Step 2: Run the pipeline only when needed

Even a fast pipeline wastes time when triggered unnecessarily.

For example:

  • README edits
  • documentation updatess

These changes rarely require tests. dorny/paths-filter allows you to run jobs only when relevant files change.

Install the filter

We first detect which parts of the repository changed.

- uses: dorny/paths-filter@v3
  id: changes
  with:
    filters: |
      app:
        - 'src/**'
        - 'package.json'
        - 'package-lock.json'
      docs:
        - 'docs/**'
        - '**/*.md'

Conditionally run the job

Now we add a condition to the job.

jobs:
  test:
    if: ${{ needs.changes.outputs.app == 'true' }}

Full example with filtering

name: CI

on:
  push:
    branches: [main]
  pull_request:

jobs:
  changes:
    runs-on: ubuntu-latest
    outputs:
      app: ${{ steps.filter.outputs.app }}

    steps:
      - uses: actions/checkout@v4
      - uses: dorny/paths-filter@v3
        id: filter
        with:
          filters: |
            app:
              - 'src/**'
              - 'package.json'
              - 'package-lock.json'

  test:
    needs: changes
    if: ${{ needs.changes.outputs.app == 'true' }}
    runs-on: ubuntu-latest

    steps:
      - uses: actions/checkout@v4
      - uses: actions/setup-node@v4
        with:
          node-version: 20

      - uses: actions/cache@v4
        with:
          path: ~/.npm
          key: npm-${{ runner.os }}-${{ hashFiles('package-lock.json') }}

      - run: npm ci
      - run: npm test

Result

The pipeline simply does not run when only documentation or unrelated files change. This saves compute time and gives contributors faster feedback.

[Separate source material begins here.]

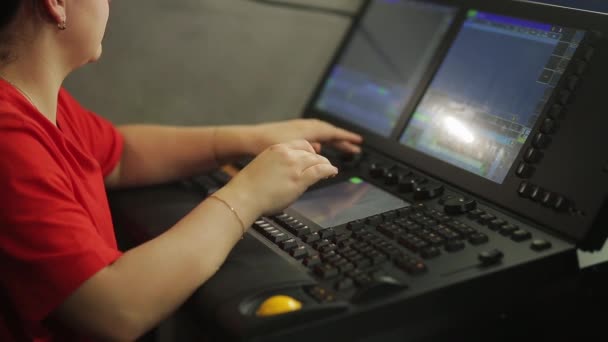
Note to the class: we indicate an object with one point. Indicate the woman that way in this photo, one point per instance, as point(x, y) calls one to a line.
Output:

Step 3: Run jobs in parallel

Many pipelines still run tasks sequentially:

  • lint
  • test
  • build

Running these one after another increases total time even though they are independent.

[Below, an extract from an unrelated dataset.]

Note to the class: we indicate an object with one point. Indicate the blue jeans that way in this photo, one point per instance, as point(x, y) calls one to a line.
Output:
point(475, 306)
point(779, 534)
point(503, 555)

GitHub Actions supports parallel jobs by default. Splitting tasks across jobs often cuts runtime by half or more.

Before

- run: npm run lint
- run: npm test
- run: npm run build

All sequential.

After: split into parallel jobs

jobs:
  lint:
    runs-on: ubuntu-latest
    steps:
      - uses: actions/checkout@v4
      - uses: actions/setup-node@v4
        with:
          node-version: 20
      - uses: actions/cache@v4
        with:
          path: ~/.npm
          key: npm-${{ runner.os }}-${{ hashFiles('package-lock.json') }}
      - run: npm ci
      - run: npm run lint

  test:
    runs-on: ubuntu-latest
    steps:
      - uses: actions/checkout@v4
      - uses: actions/setup-node@v4
        with:
          node-version: 20
      - uses: actions/cache@v4
        with:
          path: ~/.npm
          key: npm-${{ runner.os }}-${{ hashFiles('package-lock.json') }}
      - run: npm ci
      - run: npm test

  build:
    runs-on: ubuntu-latest
    steps:
      - uses: actions/checkout@v4
      - uses: actions/setup-node@v4
        with:
          node-version: 20
      - uses: actions/cache@v4
        with:
          path: ~/.npm
          key: npm-${{ runner.os }}-${{ hashFiles('package-lock.json') }}
      - run: npm ci
      - run: npm run build

Result

Instead of:

  • 2 min lint
  • 4 min test
  • 2 min build
  • total: 8 min

You get:

  • all in parallel
  • total: about 4 min

The longest job determines the total time.


Final optimized structure

By combining:

  • npm caching
  • path filtering
  • parallel jobs

You achieve:

  • fewer runs
  • faster dependency installs
  • shorter wall clock time

This leads to a much more responsive developer experience.